Drilling of a bore hole through about 150 metres of rock to allow different samples of air to be taken and a microphone lowered to listen for sounds of life in the mine was reported to be about halfway completed early Monday morning.
Nothing has been heard from the missing men, who are aged 17 to 62, since Friday afternoon’s explosion. They are 24 New Zealanders, two Australians, two British citizens and one South African.
Their names have not been released officially, but many have been identified in media reports.
Company officials and police were scheduled to brief distraught relatives, who increasingly fear the worst as each day passes, on the rescue plan Monday morning.

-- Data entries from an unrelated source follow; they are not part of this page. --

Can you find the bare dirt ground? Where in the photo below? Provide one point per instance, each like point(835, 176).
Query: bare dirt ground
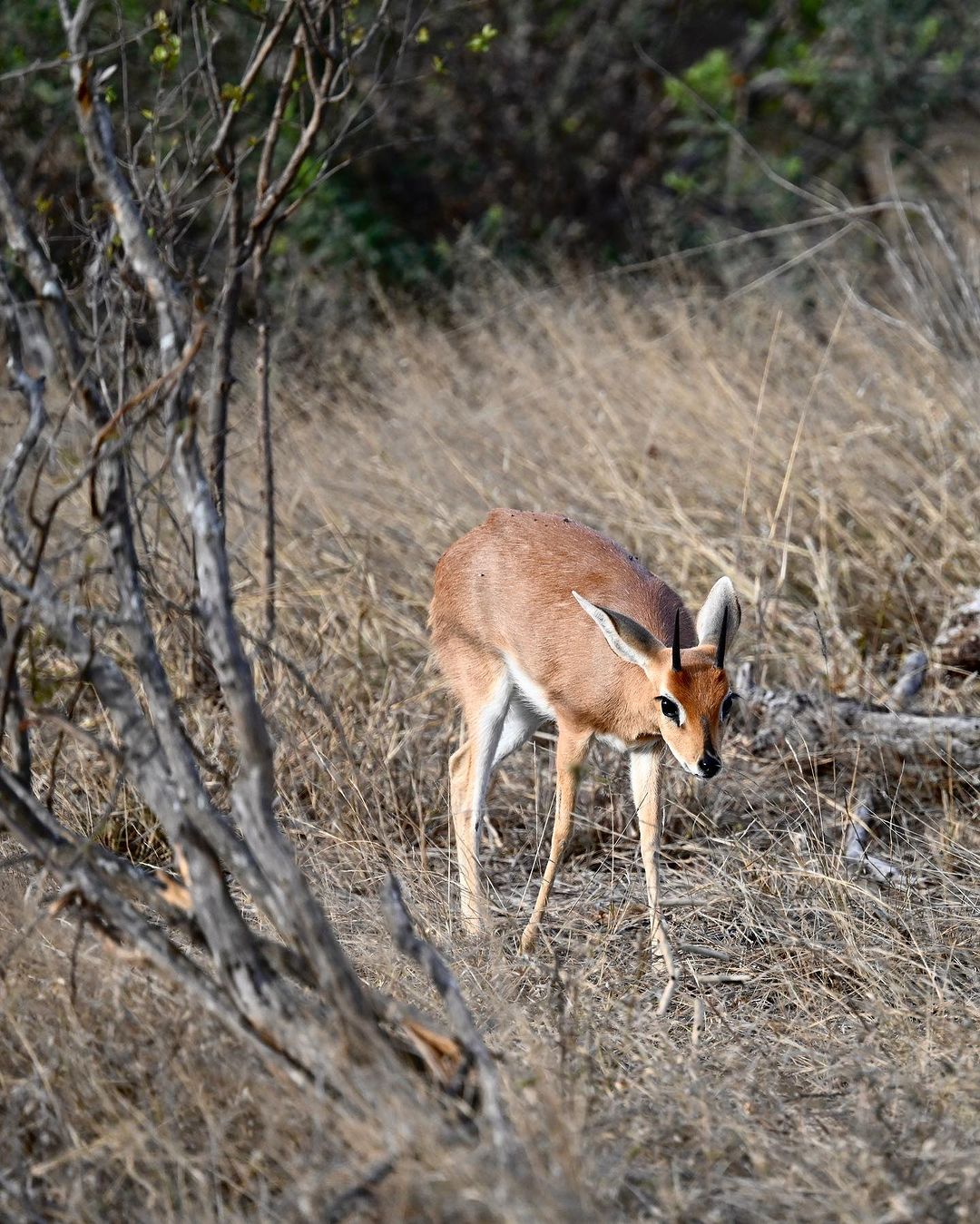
point(822, 458)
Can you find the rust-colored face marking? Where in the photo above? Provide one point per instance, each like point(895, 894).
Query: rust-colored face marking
point(699, 688)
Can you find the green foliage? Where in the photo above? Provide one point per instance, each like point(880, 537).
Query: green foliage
point(536, 129)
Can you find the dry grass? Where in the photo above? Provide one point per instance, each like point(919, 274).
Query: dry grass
point(828, 462)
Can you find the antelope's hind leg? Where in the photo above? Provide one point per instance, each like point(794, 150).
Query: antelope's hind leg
point(573, 748)
point(485, 711)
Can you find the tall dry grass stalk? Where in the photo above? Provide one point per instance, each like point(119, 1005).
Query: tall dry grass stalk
point(828, 462)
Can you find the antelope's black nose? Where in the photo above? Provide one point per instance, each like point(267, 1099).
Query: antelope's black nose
point(710, 765)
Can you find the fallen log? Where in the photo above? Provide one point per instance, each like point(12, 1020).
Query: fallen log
point(822, 721)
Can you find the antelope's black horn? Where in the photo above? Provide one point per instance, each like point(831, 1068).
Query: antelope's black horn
point(720, 655)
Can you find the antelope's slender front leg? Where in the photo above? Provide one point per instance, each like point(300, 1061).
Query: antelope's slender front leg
point(646, 778)
point(570, 754)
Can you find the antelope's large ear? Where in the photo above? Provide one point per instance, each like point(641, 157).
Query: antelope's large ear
point(628, 639)
point(720, 618)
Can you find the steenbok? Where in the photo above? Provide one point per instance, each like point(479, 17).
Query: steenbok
point(534, 620)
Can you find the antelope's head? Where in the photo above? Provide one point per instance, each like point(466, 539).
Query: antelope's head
point(689, 693)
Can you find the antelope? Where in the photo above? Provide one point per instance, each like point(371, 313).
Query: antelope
point(536, 618)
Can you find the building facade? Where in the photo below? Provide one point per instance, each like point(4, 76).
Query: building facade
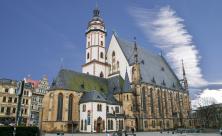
point(147, 91)
point(40, 88)
point(9, 100)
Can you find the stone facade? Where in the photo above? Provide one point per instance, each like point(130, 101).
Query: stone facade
point(9, 100)
point(49, 120)
point(151, 97)
point(40, 88)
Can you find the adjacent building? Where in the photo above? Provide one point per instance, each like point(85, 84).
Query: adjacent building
point(40, 88)
point(9, 100)
point(121, 87)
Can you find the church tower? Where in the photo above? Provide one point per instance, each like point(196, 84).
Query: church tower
point(95, 63)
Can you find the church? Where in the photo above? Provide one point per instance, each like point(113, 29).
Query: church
point(121, 87)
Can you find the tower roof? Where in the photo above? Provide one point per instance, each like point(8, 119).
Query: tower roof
point(126, 85)
point(96, 17)
point(96, 12)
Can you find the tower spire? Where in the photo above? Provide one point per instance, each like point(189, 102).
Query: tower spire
point(96, 11)
point(135, 51)
point(184, 77)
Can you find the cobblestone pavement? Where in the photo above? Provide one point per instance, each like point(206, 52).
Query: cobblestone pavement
point(143, 134)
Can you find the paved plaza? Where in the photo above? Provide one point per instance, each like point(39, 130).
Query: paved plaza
point(143, 134)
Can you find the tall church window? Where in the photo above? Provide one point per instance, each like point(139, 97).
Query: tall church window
point(85, 124)
point(153, 124)
point(101, 74)
point(159, 103)
point(70, 107)
point(99, 107)
point(95, 125)
point(113, 61)
point(111, 126)
point(108, 124)
point(88, 44)
point(81, 124)
point(144, 98)
point(117, 65)
point(87, 55)
point(101, 55)
point(151, 101)
point(60, 107)
point(83, 108)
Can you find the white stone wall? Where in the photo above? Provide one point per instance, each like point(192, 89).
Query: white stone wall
point(96, 69)
point(114, 46)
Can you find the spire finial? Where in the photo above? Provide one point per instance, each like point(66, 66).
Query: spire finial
point(96, 10)
point(135, 51)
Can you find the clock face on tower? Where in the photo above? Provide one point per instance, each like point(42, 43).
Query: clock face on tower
point(95, 62)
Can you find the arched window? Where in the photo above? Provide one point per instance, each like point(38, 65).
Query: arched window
point(60, 107)
point(99, 107)
point(101, 55)
point(113, 62)
point(81, 124)
point(111, 126)
point(117, 65)
point(85, 125)
point(133, 70)
point(151, 101)
point(87, 55)
point(101, 74)
point(113, 54)
point(144, 98)
point(70, 107)
point(83, 108)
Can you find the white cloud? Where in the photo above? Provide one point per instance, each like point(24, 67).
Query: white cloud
point(167, 32)
point(208, 93)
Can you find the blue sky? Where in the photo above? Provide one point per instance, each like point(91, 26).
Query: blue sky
point(35, 35)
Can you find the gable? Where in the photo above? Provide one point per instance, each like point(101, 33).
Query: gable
point(119, 56)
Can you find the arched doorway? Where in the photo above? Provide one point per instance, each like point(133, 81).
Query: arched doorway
point(99, 124)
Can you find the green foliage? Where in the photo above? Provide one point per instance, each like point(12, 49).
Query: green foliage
point(20, 131)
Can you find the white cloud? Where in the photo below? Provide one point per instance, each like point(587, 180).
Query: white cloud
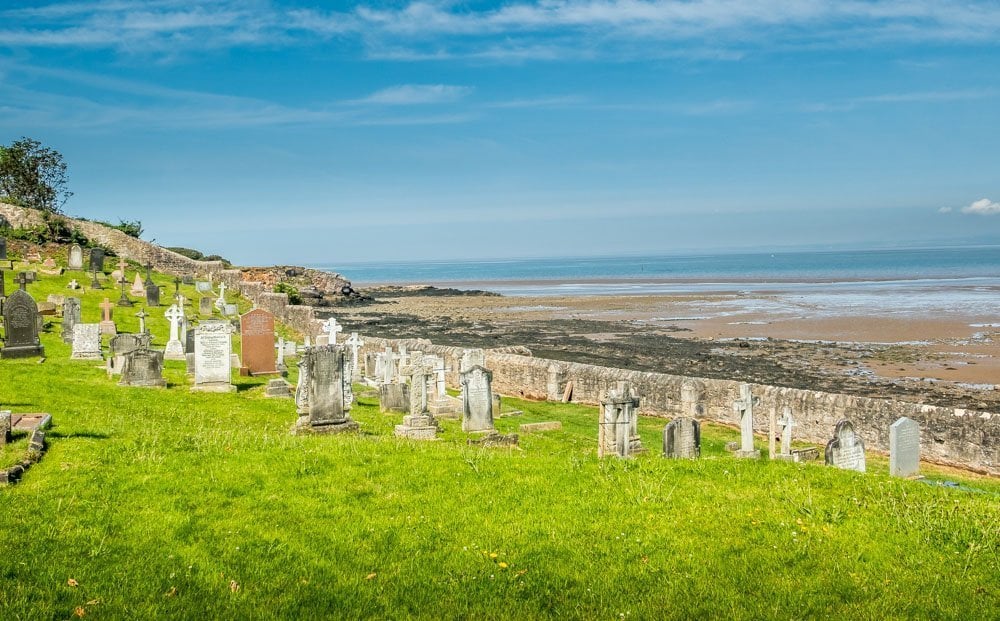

Some family members were taken in buses from the west coast’s main town, Greymouth, where they have gathered, to the mine site, 50 km away, Sunday to talk to the rescue parties.
Two miners who were the only known survivors of the explosion have told their stories to local media for the first time.
“I thought I was dead,” Daniel Rockhouse, 24, who was blown off his feet while refuelling his loader in a part of the mine away from the coalface where the rest of the miners worked, told the New Zealand Herald.
“All I could think about was seeing my wife and kids again.”
Fighting a deadly buildup of carbon monoxide as he tried to escape, he found fellow miner Russell Smith, 50, collapsed on the ground.
“He was away with the fairies,” he said. As he dragged Smith to safety, they were able to breathe some fresh air from compressed air lines along the way.
As Smith’s condition improved, Rockhouse helped him to his feet. “I put my arm around his shoulders and held on to him as hard as I could, and we hobbled for the next kilometre.
“All the way down I was saying to Russell, ‘We’re gonna make this, mate. Think about your wife, think about your kid — I know I am’.”
Smith told TV3, “I just remember seeing a flash of something in front of me and then the concussion hit me. It wasn’t just a bang. It just kept coming, kept coming, kept coming.”
He said he crouched down as low as he could in the loader he was driving to stop being pelted with debris. “I just couldn’t breathe and that’s the last I could remember and then someone found me about 15 minutes or so later.”